Ryanair’s losses are expected to near the middle of its forecast range, chief executive Michael O’Leary announced today.
“We think we’ll be somewhere in the middle of that range,” O’Leary said referring to the airline’s forecast loss of between €250m and €400m.
The chief executive explained that whether the company reports profits for the financial year ending March 2023 depends on traffic recovery and fares.
“There’s a chance but it all depends on pricing,” he told journalists during the Airlines for Europe conference in Brussels. “I mean, certainly our costs are reasonably robust for the next 12 months.”
A war-fuelled increase in oil prices as well as a very public feud with Boeing feature among the challenges Ryanair will need to face.
O’Leary said in early March that the impact on oil prices would cost the airline an additional €50m even though Ryanair hedged out its fuel needs to March next year.

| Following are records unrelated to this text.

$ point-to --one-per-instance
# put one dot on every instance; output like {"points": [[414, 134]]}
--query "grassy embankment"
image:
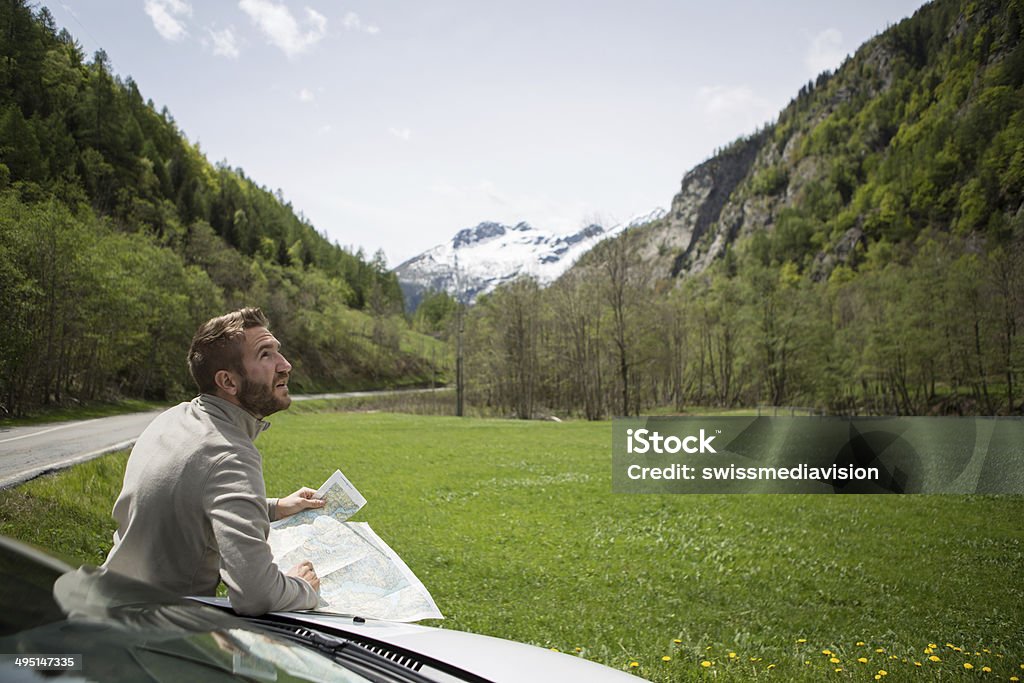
{"points": [[514, 529]]}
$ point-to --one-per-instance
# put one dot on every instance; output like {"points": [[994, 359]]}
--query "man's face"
{"points": [[263, 387]]}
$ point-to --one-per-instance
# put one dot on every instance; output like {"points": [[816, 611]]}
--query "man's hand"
{"points": [[304, 570], [300, 500]]}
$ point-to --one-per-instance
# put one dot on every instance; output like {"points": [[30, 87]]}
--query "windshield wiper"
{"points": [[353, 654]]}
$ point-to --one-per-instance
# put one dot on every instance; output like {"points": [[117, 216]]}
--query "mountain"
{"points": [[920, 130], [478, 259]]}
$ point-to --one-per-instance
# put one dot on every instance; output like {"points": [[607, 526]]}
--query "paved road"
{"points": [[28, 452]]}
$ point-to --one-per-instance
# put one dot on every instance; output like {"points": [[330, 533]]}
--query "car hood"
{"points": [[492, 658]]}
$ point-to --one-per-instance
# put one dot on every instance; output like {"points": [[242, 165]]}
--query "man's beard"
{"points": [[261, 399]]}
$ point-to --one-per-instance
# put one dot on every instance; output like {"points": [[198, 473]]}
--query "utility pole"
{"points": [[460, 385]]}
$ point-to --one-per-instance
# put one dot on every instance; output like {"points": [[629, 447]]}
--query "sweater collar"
{"points": [[236, 415]]}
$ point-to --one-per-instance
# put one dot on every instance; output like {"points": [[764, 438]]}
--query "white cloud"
{"points": [[282, 29], [168, 17], [825, 51], [735, 110], [224, 43], [353, 23]]}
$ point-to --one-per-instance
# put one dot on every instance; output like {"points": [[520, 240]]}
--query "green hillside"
{"points": [[118, 238], [863, 254]]}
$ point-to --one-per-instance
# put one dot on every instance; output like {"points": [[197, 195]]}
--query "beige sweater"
{"points": [[194, 510]]}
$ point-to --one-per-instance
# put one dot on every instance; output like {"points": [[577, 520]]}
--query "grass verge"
{"points": [[514, 529]]}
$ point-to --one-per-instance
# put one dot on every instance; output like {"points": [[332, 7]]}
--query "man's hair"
{"points": [[217, 345]]}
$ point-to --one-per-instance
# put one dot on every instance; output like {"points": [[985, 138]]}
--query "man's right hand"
{"points": [[304, 570]]}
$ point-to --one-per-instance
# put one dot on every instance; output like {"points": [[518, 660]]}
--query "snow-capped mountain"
{"points": [[478, 259]]}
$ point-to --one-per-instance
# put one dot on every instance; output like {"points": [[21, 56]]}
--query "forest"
{"points": [[118, 238], [870, 261], [888, 280]]}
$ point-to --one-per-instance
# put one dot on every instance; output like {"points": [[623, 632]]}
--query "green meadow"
{"points": [[513, 527]]}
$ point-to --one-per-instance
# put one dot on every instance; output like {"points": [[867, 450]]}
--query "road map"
{"points": [[359, 573]]}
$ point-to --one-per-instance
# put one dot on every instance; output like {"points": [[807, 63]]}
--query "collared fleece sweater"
{"points": [[194, 510]]}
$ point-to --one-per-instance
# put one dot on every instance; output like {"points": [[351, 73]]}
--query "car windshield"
{"points": [[125, 631]]}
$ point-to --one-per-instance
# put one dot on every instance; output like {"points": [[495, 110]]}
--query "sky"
{"points": [[392, 124]]}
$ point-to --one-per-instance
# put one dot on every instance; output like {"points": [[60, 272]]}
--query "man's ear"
{"points": [[227, 382]]}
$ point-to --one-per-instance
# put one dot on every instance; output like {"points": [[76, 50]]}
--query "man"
{"points": [[194, 509]]}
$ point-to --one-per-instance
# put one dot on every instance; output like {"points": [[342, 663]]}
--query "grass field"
{"points": [[513, 528]]}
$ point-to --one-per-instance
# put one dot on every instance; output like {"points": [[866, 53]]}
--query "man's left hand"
{"points": [[300, 500]]}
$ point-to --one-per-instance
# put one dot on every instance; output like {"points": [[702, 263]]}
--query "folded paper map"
{"points": [[359, 573]]}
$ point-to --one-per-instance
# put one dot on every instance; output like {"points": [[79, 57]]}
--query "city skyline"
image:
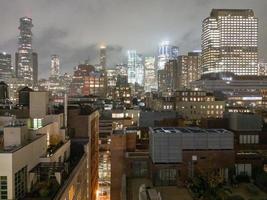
{"points": [[75, 43]]}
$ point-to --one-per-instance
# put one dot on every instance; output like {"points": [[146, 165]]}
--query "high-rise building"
{"points": [[55, 66], [25, 61], [262, 68], [189, 69], [150, 82], [166, 52], [135, 68], [5, 66], [103, 60], [230, 42], [35, 67]]}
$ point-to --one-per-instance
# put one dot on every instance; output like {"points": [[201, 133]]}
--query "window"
{"points": [[21, 183], [249, 139], [3, 187], [166, 177]]}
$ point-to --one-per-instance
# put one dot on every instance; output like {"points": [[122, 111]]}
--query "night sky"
{"points": [[74, 29]]}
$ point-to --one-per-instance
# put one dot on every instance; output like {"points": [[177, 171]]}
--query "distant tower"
{"points": [[5, 66], [55, 64], [150, 81], [166, 52], [25, 61], [35, 67], [3, 91], [135, 68]]}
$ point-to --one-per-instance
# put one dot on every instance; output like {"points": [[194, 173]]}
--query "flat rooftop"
{"points": [[166, 192], [182, 130], [14, 148]]}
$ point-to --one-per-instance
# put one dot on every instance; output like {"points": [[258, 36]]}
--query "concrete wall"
{"points": [[15, 135], [38, 104], [25, 156]]}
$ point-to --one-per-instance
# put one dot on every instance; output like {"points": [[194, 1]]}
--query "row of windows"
{"points": [[3, 187], [249, 139]]}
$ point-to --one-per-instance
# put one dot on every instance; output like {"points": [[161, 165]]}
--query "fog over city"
{"points": [[75, 29]]}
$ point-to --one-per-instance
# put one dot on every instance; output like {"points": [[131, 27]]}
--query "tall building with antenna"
{"points": [[24, 56], [55, 66]]}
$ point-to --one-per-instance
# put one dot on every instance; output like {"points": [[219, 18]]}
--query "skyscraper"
{"points": [[166, 52], [55, 66], [35, 67], [230, 42], [150, 82], [189, 69], [25, 61], [103, 60], [135, 68], [5, 66]]}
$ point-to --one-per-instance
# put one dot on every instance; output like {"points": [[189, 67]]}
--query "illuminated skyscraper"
{"points": [[55, 66], [189, 69], [135, 68], [35, 67], [150, 82], [25, 61], [230, 42], [166, 52], [103, 60], [5, 66]]}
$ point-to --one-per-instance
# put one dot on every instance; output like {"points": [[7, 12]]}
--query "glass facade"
{"points": [[135, 68], [3, 188], [166, 52], [150, 82], [25, 62], [55, 70], [230, 42], [21, 183], [166, 177], [6, 70]]}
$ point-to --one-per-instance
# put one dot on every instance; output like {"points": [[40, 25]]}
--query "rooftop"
{"points": [[180, 130], [12, 149]]}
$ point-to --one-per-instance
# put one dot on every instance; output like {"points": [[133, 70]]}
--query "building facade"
{"points": [[135, 68], [166, 52], [230, 42], [25, 61], [150, 74], [55, 66], [189, 69], [6, 70]]}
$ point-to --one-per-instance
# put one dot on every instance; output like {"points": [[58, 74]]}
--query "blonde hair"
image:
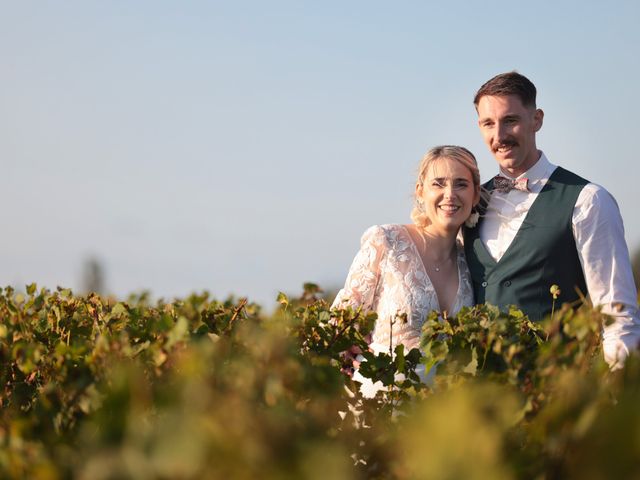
{"points": [[453, 152]]}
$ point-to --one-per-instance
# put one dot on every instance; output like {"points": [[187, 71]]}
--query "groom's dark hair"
{"points": [[510, 83]]}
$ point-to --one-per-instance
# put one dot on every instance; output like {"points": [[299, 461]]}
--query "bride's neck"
{"points": [[441, 244]]}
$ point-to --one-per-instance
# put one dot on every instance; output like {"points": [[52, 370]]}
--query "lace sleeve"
{"points": [[360, 286]]}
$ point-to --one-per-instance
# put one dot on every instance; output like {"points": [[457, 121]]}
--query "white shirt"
{"points": [[599, 235]]}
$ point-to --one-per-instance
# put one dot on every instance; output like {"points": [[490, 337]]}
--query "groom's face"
{"points": [[509, 130]]}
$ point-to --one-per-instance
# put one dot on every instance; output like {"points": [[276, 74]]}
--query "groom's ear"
{"points": [[538, 117], [476, 197]]}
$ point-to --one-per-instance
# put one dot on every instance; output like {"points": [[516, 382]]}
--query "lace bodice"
{"points": [[388, 276]]}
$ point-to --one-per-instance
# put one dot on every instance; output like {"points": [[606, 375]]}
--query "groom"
{"points": [[544, 225]]}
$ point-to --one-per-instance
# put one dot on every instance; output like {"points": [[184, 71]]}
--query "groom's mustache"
{"points": [[504, 144]]}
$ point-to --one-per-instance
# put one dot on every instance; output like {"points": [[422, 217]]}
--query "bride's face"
{"points": [[448, 195]]}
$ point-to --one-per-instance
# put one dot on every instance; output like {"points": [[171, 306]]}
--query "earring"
{"points": [[472, 219]]}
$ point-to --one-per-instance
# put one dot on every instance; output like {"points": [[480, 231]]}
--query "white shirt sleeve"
{"points": [[599, 234]]}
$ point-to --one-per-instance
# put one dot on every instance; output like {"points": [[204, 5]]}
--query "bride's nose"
{"points": [[448, 191]]}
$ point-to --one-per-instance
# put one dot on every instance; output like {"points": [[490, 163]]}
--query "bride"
{"points": [[416, 268]]}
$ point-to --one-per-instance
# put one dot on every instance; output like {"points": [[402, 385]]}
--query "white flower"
{"points": [[472, 220]]}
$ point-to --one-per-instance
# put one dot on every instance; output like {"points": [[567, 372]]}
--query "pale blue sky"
{"points": [[243, 147]]}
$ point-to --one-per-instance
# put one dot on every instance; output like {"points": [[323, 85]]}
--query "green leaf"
{"points": [[472, 366], [400, 360], [118, 309], [282, 299]]}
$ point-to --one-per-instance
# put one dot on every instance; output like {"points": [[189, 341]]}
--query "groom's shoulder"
{"points": [[568, 177]]}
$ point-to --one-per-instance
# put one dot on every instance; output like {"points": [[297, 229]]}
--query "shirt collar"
{"points": [[538, 173]]}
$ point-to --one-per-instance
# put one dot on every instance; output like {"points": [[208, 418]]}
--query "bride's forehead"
{"points": [[446, 168]]}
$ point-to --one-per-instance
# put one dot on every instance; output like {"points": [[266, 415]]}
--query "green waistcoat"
{"points": [[542, 253]]}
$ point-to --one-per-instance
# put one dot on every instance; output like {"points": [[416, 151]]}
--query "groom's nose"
{"points": [[501, 131]]}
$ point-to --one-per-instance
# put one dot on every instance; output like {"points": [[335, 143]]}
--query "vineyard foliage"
{"points": [[94, 388]]}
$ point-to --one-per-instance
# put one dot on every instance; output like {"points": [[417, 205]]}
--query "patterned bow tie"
{"points": [[505, 185]]}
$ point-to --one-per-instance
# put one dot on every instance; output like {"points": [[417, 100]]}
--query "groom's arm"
{"points": [[599, 234]]}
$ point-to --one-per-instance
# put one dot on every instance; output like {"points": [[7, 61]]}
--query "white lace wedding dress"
{"points": [[388, 276]]}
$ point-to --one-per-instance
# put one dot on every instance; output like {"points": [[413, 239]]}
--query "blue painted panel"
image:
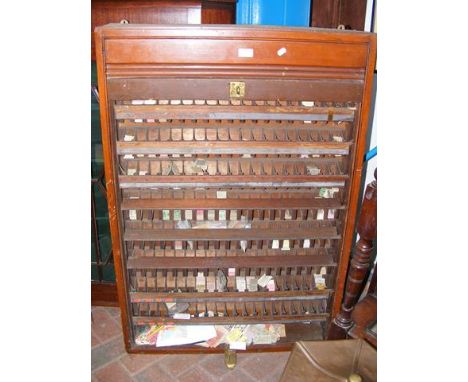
{"points": [[273, 12]]}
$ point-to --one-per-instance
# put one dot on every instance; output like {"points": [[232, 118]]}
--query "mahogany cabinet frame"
{"points": [[145, 53]]}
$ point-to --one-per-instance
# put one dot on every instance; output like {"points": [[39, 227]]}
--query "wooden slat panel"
{"points": [[230, 296], [230, 112], [202, 147], [190, 88], [226, 262], [149, 181], [208, 51], [229, 234], [222, 204]]}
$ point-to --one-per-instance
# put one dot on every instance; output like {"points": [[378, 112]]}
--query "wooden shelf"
{"points": [[229, 234], [232, 204], [225, 262], [230, 113], [240, 320], [292, 295]]}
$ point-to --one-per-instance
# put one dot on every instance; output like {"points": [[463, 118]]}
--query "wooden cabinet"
{"points": [[235, 150], [160, 12]]}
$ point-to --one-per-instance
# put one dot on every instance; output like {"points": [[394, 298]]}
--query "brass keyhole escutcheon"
{"points": [[236, 89], [230, 358]]}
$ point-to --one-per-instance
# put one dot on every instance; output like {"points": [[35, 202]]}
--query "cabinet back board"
{"points": [[232, 147]]}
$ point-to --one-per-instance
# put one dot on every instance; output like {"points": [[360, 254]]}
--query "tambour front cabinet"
{"points": [[233, 159]]}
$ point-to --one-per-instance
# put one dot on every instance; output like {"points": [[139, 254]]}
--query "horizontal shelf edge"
{"points": [[228, 261]]}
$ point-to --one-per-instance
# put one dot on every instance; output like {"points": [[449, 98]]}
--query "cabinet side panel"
{"points": [[111, 187], [355, 185]]}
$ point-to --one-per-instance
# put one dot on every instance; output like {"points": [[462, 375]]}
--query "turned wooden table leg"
{"points": [[360, 262]]}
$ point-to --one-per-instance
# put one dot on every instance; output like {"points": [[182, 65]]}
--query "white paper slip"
{"points": [[181, 316], [237, 345], [319, 281], [240, 283], [185, 334], [221, 194], [264, 280], [245, 52], [211, 214], [312, 170], [222, 215], [320, 214]]}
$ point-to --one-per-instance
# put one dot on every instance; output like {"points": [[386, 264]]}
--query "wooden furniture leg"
{"points": [[360, 262]]}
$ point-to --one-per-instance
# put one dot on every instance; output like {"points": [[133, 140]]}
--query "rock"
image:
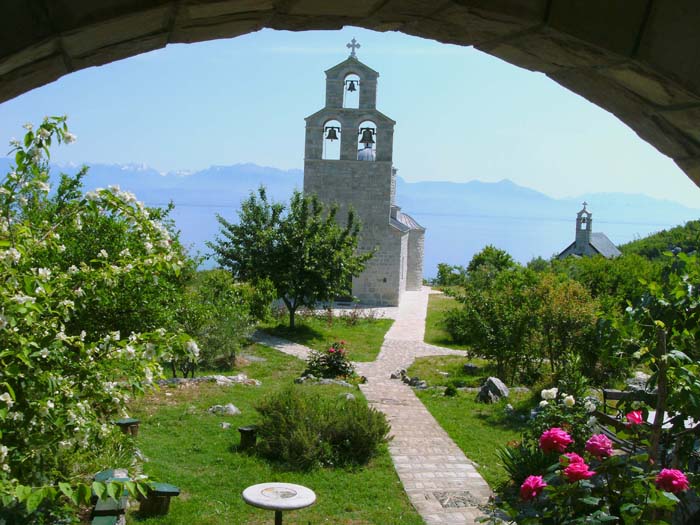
{"points": [[638, 381], [225, 410], [492, 390], [470, 369]]}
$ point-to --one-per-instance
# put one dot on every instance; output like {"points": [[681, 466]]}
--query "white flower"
{"points": [[21, 299], [7, 398], [550, 394], [192, 347]]}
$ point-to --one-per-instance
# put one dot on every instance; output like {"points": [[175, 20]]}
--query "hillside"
{"points": [[685, 237]]}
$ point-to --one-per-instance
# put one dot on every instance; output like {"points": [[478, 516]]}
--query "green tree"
{"points": [[301, 249]]}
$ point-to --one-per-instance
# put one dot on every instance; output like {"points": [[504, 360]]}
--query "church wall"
{"points": [[416, 248]]}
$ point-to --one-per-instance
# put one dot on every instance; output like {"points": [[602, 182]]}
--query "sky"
{"points": [[461, 114]]}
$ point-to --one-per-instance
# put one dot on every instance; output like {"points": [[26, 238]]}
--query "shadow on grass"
{"points": [[301, 334]]}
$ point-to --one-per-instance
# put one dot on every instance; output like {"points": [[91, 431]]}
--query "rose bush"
{"points": [[69, 261]]}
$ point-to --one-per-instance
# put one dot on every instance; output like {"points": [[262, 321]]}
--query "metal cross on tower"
{"points": [[353, 45]]}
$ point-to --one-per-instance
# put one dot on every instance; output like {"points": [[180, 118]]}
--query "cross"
{"points": [[352, 46]]}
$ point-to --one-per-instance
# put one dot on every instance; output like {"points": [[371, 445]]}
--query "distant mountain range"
{"points": [[460, 217]]}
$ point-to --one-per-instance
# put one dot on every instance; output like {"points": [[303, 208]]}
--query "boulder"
{"points": [[492, 391], [224, 410]]}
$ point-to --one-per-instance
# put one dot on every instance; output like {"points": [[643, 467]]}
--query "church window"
{"points": [[331, 140], [367, 141], [351, 91]]}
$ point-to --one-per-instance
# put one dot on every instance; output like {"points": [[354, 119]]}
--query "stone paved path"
{"points": [[441, 482]]}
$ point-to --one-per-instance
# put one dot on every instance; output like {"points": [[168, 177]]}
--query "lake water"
{"points": [[453, 239]]}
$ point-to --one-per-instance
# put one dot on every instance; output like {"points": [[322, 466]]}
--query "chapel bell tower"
{"points": [[348, 161]]}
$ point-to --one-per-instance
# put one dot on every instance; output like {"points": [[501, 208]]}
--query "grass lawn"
{"points": [[364, 338], [187, 447], [435, 334], [476, 428]]}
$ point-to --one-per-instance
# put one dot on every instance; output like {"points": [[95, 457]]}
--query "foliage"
{"points": [[218, 313], [303, 432], [330, 363], [66, 369], [558, 477], [497, 321], [306, 255], [187, 447], [686, 238]]}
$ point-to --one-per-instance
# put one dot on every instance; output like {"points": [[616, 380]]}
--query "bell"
{"points": [[332, 135], [367, 136]]}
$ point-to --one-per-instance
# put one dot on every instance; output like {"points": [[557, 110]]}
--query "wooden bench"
{"points": [[157, 501]]}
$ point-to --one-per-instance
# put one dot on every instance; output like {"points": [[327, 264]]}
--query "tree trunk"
{"points": [[662, 388]]}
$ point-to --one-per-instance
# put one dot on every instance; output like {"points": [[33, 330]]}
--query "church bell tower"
{"points": [[348, 161]]}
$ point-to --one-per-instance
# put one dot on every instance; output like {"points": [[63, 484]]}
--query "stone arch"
{"points": [[639, 60]]}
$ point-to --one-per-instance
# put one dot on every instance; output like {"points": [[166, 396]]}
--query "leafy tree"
{"points": [[301, 249], [495, 259]]}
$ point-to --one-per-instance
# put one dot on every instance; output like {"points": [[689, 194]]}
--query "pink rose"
{"points": [[599, 446], [577, 471], [571, 457], [635, 418], [672, 480], [555, 440], [532, 487]]}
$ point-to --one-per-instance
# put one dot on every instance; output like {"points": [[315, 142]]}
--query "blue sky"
{"points": [[461, 114]]}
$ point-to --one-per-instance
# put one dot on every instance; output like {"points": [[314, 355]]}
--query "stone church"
{"points": [[587, 243], [348, 161]]}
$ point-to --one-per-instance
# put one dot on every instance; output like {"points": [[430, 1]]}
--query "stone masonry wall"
{"points": [[416, 248]]}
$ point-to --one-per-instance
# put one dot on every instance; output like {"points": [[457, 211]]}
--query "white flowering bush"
{"points": [[86, 285]]}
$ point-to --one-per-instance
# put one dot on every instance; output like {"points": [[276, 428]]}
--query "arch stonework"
{"points": [[639, 59]]}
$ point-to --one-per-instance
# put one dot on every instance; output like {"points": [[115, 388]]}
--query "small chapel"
{"points": [[348, 161], [587, 243]]}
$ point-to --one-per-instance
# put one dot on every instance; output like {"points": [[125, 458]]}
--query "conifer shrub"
{"points": [[304, 430]]}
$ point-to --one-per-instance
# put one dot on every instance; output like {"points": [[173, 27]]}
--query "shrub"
{"points": [[303, 431], [331, 363]]}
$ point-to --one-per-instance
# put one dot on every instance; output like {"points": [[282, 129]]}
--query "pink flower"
{"points": [[532, 487], [555, 440], [571, 457], [599, 446], [635, 418], [577, 471], [672, 480]]}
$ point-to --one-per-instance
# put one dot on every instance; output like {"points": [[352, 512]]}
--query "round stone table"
{"points": [[279, 497]]}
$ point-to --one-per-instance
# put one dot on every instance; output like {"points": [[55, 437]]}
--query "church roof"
{"points": [[409, 221], [604, 246]]}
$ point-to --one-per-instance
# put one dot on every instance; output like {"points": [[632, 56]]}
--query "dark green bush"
{"points": [[303, 430]]}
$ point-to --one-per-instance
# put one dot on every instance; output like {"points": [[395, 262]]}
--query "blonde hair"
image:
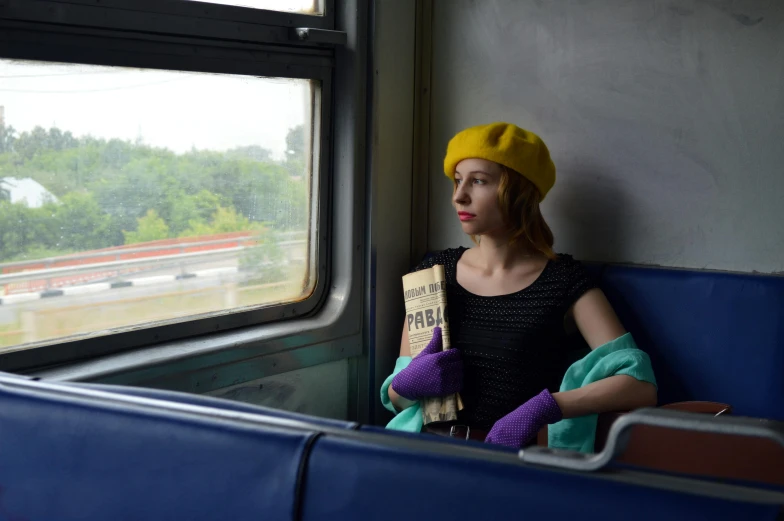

“We do have a 20 per cent [to be bought] and that will cost us probably another €50m over the next 12 months, which is not a huge amount but it certainly makes the post-Covid recovery much more difficult.”
As for Boeing, the airline’s boss said he was prepared for a deal with Boeing to purchase 737 MAX 10 jets to fall through, as the carrier is expecting around 200 aircraft to be delivered within the next five years.
“There are many times in my life that I missed the market, there’s always that possibility,” he told Reuters. “But you know, even if we have, we’re very content where we are; we have 210 aircraft deliveries to take over the next five years.”
Over the last few months the two have been at odds over pricing, with O’Leary saying last month the plane manufacturer was “busy losing customers around Europe and the world.”
Despite difficulties, the airline expects traffic to grew from between 95 and 98 million registered this year to 165 million in FY2023.
“Pre-pandemic we carried around 150 million passengers, this year we expect to increase that to 165 million,” O’Leary said.